Immune responses to congenital cytomegalovirus infection

Abstract

Human cytomegalovirus (HCMV) is the most common cause of viral infection acquired in utero. Even though the infection has been studied for several decades, immune determinants important for virus control and mechanisms of long-term sequelae caused by infection are still insufficiently characterized. Animal models of congenital HCMV infection provide unique opportunity to study various aspects of human disease. In this review, we summarize current knowledge on the role of immune system in congenital CMV infection, with emphasis on lessons learned from mouse model of congenital CMV infection.

Keywords: Brain pathology; Congenital CMV infection; Cytomegalovirus; Immune response; Vaccines.

Figure 1. Viral immunoevasion compromises virus control in newborn mice

A) Efficient control of MCMV expressing NKG2D ligand RAE-1γ. WT MCMV downregulates RAE-1γ via m152 protein making the virus resistant to NKG2D dependent control in vivo. Insertion of gene encoding RAE-1γ in place of its viral inhibitor results in overexpression of RAE-1γ on the surface of infected cells and makes virus immunologically attenuated in vivo. B) MCMV inhibitor of PVR (CD155) encoded by MCMV gene m20.1 causes retention of PVR inside of the infected cell resulting in lower cell surface expression and preferential engagement of NK inhibitory receptor TIGIT. Deletion of m20.1 gene restores high cell surface expression of PVR and attenuates the virus in vivo via engagement of activating receptor DNAM-1.

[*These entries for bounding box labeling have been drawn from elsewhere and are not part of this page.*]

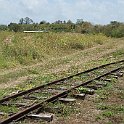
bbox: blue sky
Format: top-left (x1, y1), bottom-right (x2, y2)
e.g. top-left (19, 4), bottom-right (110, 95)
top-left (0, 0), bottom-right (124, 24)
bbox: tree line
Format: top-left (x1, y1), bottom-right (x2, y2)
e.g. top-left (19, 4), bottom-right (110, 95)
top-left (0, 17), bottom-right (124, 38)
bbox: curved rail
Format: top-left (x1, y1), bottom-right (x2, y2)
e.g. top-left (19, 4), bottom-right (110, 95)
top-left (0, 66), bottom-right (124, 124)
top-left (0, 60), bottom-right (124, 103)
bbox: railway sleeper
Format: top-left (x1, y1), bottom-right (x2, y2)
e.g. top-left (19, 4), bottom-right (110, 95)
top-left (58, 98), bottom-right (76, 103)
top-left (78, 87), bottom-right (95, 95)
top-left (27, 113), bottom-right (53, 122)
top-left (73, 93), bottom-right (86, 100)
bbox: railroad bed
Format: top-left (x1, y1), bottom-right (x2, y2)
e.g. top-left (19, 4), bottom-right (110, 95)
top-left (0, 60), bottom-right (124, 124)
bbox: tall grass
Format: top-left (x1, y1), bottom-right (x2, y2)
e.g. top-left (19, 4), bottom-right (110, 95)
top-left (0, 32), bottom-right (108, 68)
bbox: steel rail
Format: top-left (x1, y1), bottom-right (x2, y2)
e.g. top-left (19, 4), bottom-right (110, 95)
top-left (0, 60), bottom-right (124, 103)
top-left (0, 66), bottom-right (124, 124)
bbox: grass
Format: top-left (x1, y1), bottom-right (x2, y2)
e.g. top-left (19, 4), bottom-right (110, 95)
top-left (0, 32), bottom-right (108, 68)
top-left (95, 78), bottom-right (124, 124)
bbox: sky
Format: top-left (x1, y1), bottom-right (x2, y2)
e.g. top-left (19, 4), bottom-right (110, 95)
top-left (0, 0), bottom-right (124, 24)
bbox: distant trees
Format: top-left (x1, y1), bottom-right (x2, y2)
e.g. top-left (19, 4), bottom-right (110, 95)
top-left (0, 25), bottom-right (8, 31)
top-left (8, 23), bottom-right (20, 32)
top-left (19, 17), bottom-right (33, 24)
top-left (0, 17), bottom-right (124, 38)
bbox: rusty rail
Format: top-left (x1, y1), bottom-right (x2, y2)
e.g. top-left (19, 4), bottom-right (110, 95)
top-left (0, 66), bottom-right (124, 124)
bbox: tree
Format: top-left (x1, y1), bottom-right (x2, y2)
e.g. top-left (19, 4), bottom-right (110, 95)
top-left (25, 17), bottom-right (33, 24)
top-left (19, 17), bottom-right (33, 24)
top-left (0, 25), bottom-right (8, 31)
top-left (8, 23), bottom-right (20, 32)
top-left (40, 20), bottom-right (47, 25)
top-left (19, 18), bottom-right (25, 24)
top-left (67, 19), bottom-right (73, 24)
top-left (76, 19), bottom-right (84, 24)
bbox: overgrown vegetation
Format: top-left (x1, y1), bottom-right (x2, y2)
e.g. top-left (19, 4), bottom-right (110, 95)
top-left (0, 32), bottom-right (108, 68)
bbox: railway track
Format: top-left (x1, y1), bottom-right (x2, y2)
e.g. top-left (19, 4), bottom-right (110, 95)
top-left (0, 60), bottom-right (124, 124)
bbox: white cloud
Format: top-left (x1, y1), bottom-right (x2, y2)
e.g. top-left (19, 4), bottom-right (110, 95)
top-left (0, 0), bottom-right (124, 24)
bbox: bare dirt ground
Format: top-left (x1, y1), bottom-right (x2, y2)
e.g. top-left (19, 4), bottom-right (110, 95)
top-left (0, 40), bottom-right (124, 89)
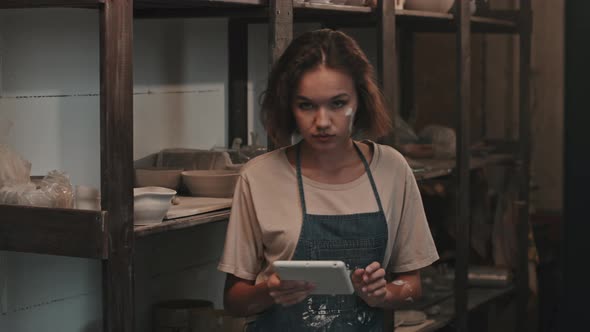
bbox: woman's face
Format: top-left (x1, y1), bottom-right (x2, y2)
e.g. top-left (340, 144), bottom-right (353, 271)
top-left (292, 66), bottom-right (358, 151)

Figure 2. Immune response in the brain of MCMV-infected newborn mice

A) Kinetics of infiltrating immune cells and virus in the brain of neonatal mice infected intraperitoneally. Upon infiltration in brain, MCMV replicates up to day 20 after infection. Infection of brain results in rapid infiltration of NK cells and monocytes/macrophages (Mo/MΦ), followed by infiltration of T cells. Upon resolution of acute infection, latent virus persist in brain, as well as CD8⁺ and CD4⁺ T cells. B) MCMV infection of newborn mice permanently changes immune cell homeostasis in brain. Microglia: Upon infection, resting microglia polarizes towards proinflammatory, M1, phenotype which is maintained for prolonged period of time. CD8⁺ T and CD4⁺ T cells: Upon infection of brain, activated CD8⁺ T and CD4⁺ T cells 26 infiltrate the brain. While CD8⁺ T cells control the infection (Perforin, IFN-γ), the role of CD4⁺ T cells is not determined. Upon resolution of acute infection, CD8⁺ T and CD4⁺ T cells are maintained in the brain as tissue resident memory cells (T_RM cells).